When he finds out from a boy outside his window that it is still Christmas Day, Scrooge says, “I haven’t missed it. Yes, the spirits did it all in one night—they can do anything they want to do.”

Then his thoughts turn, with glee, to anonymous giving, saying to himself, “I’ll send [a turkey] to Bob Cratchit’s! rubbing his hands, and splitting with a laugh. “He shan’t know who sends it. It’s twice the size of Tiny Tim….”

“The chuckle with which he said this, and the chuckle with which he paid for the Turkey, and the chuckle with which he paid for the cab, and the chuckle with which he recompensed the boy, were only to be exceeded by the chuckle with which he sat down breathless in his chair again, and chuckled till he cried.”

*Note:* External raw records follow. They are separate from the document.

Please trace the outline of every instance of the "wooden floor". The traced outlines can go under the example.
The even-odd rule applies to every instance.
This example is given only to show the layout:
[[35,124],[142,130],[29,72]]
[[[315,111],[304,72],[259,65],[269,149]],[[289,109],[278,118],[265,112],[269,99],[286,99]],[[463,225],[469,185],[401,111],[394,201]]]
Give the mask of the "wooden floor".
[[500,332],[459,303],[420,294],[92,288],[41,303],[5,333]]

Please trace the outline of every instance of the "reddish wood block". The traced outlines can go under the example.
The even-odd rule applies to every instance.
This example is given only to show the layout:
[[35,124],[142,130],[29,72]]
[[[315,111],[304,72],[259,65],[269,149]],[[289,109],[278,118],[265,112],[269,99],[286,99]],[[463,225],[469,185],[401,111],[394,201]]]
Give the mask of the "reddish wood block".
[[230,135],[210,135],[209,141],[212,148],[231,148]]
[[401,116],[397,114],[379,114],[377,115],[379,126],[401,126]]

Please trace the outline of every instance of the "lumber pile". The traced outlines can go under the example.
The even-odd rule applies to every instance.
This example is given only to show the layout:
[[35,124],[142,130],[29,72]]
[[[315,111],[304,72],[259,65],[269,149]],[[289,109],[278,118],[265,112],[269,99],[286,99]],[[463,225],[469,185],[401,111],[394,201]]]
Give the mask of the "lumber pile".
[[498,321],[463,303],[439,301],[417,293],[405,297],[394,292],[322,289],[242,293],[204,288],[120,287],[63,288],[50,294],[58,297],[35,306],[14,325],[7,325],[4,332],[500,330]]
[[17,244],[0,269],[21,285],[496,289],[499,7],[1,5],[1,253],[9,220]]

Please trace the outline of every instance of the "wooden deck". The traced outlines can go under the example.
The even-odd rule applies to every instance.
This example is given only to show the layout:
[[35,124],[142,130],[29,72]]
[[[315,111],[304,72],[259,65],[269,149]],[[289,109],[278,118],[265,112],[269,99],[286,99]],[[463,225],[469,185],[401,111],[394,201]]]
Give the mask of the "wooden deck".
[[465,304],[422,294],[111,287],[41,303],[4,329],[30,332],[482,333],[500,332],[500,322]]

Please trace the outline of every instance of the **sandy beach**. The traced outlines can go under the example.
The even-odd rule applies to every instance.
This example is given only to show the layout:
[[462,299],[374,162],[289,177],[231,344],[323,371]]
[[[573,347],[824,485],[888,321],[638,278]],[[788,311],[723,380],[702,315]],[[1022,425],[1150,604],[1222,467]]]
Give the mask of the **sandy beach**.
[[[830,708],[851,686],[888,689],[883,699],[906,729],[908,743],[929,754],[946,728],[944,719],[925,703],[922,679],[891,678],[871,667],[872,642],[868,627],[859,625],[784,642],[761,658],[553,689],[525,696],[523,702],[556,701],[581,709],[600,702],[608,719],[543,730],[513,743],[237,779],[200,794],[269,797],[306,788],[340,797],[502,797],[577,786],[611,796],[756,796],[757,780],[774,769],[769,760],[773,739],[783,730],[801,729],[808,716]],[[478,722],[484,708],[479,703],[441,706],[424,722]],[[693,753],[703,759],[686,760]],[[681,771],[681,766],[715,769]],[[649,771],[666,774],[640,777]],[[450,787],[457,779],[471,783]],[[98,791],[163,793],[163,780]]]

Chuckled until he cried. How thin the edge between joy and grief. What a gift it is to be here. How precious in its finiteness. But here we are, dancing, able to bring joy to others. Here now, but not forever.

Rejoice!

Happy new year!

Seeking opportunities for love.

If you look for thorns, you’ll see thorns. If you look for love, you’ll see it all around you. And if you look for opportunities to make a difference, to shower people with love, and to take a stand for all that is good and right in the world, those opportunities will be there.

What opportunities do you see in the day ahead?

Small things with great love.

We are each called to new challenges today. To make a difference, to protect the community, to keep our hope alive. Over the last few weeks, we have seen stories of both tremendous generosity and simple acts of kindness. And of compassion and resolve from leaders such as this from Queen Elizabeth.

‘We will overcome it’: Queen Elizabeth invokes WWII spirit amid coronavirus outbreak

As we move forward, Queen Elizabeth’s challenge to act in a way which will make us proud years from now rings true. How we respond to these times defines us. Consider the acts of this little boy working to secure PPE for his local hospital.

What can we do now to help?

Reaching out

What are we here for anyway? What’s the point? Some people joke, ‘Life is hard, and then you die’, and there’s some truth to that. We are finite. We struggle. But there is purpose to life, and it lies in what we do for others. Andre Agassi says,

“Remember this. Hold on to this. This is the only perfection there is, the perfection of helping others. This is the only thing we can do that has any lasting value or meaning. This is why we’re here.”

Others joke ‘The one who dies with the most toys wins,’ but those things we do purely for ourselves are vanity. Instead, when we use our gifs and talents to reach out and help others, we’ve upped the good in the world. We’ve made a difference.

Though isolated, each of us has the ability to reach out. Phone calls, cards, texts, care packages. Others need to hear from you. They need to know someone cares. And you need to know you care about others. If you have extra, you can share. If you are going to the store, you can pick up something for someone who can’t go out. So many ways to help. And in the helping, we help ourselves as well.